Implementation of K-Nearest Neighbor in Intrusion Detection and Network Security using Open-Source Snort Rifki Indra Perwira (a*), Ahmad Dzakiyyul Fuad (a), Aldila Putri Linanzha (a), Simon Pulung Nugroho (a), Oliver Samuel Simanjuntak (a)
a) UPN ^Veteran^ Yogyakarta
Abstract
Vulnerability and cybersecurity issues need special attention.

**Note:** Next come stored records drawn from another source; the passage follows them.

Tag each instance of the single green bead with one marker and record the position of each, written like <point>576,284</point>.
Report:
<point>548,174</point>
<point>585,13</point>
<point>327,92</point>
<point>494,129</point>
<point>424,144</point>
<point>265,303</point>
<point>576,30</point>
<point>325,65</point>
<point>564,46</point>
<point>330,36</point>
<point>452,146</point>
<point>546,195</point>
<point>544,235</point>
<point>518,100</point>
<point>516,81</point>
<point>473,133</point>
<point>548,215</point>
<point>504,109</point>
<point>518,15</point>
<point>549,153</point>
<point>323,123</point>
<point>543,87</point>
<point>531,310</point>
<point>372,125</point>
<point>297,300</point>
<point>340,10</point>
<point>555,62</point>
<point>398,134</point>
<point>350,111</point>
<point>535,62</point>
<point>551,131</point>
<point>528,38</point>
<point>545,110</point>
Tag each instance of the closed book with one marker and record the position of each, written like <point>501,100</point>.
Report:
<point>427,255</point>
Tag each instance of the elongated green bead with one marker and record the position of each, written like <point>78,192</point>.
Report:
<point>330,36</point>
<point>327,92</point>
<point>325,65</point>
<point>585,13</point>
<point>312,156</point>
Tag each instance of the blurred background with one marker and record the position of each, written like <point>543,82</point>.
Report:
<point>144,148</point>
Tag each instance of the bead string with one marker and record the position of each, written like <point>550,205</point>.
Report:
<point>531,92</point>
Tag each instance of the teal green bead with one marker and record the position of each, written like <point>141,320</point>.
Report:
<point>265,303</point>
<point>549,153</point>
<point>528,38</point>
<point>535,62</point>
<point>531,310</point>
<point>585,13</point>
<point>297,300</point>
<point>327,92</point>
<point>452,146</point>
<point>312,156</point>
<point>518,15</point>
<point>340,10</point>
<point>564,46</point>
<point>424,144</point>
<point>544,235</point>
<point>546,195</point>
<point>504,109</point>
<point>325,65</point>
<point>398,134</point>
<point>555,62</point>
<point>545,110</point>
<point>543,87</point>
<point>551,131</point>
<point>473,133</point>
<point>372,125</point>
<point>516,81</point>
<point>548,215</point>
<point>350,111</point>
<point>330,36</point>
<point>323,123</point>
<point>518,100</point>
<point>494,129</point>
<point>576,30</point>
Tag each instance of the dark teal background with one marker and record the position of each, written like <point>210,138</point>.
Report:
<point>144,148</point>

In the current era, online-based information system services are implemented in almost all UPN ^Veteran^ Yogyakarta environments, so the internet connection must be smooth without problems such as timeouts, heavy traffic, or other obstacles that cause unstable connections and user inconvenience.
To ensure this, a security system is needed that can detect unauthorized or suspicious activity on devices or packets that traverse network traffic. IDS (Intrusion Detection System) is an intrusion detection system that analyzes traffic patterns both generally and specifically to and from the server. When a certain pattern change occurs, the IDS will alert the user. SNORT is an open-source model that can be used to detect anomalous traffic. SNORT can analyze network traffic in real time and detect various threat attacks such as port scanning, DoS, buffer overflow, and others.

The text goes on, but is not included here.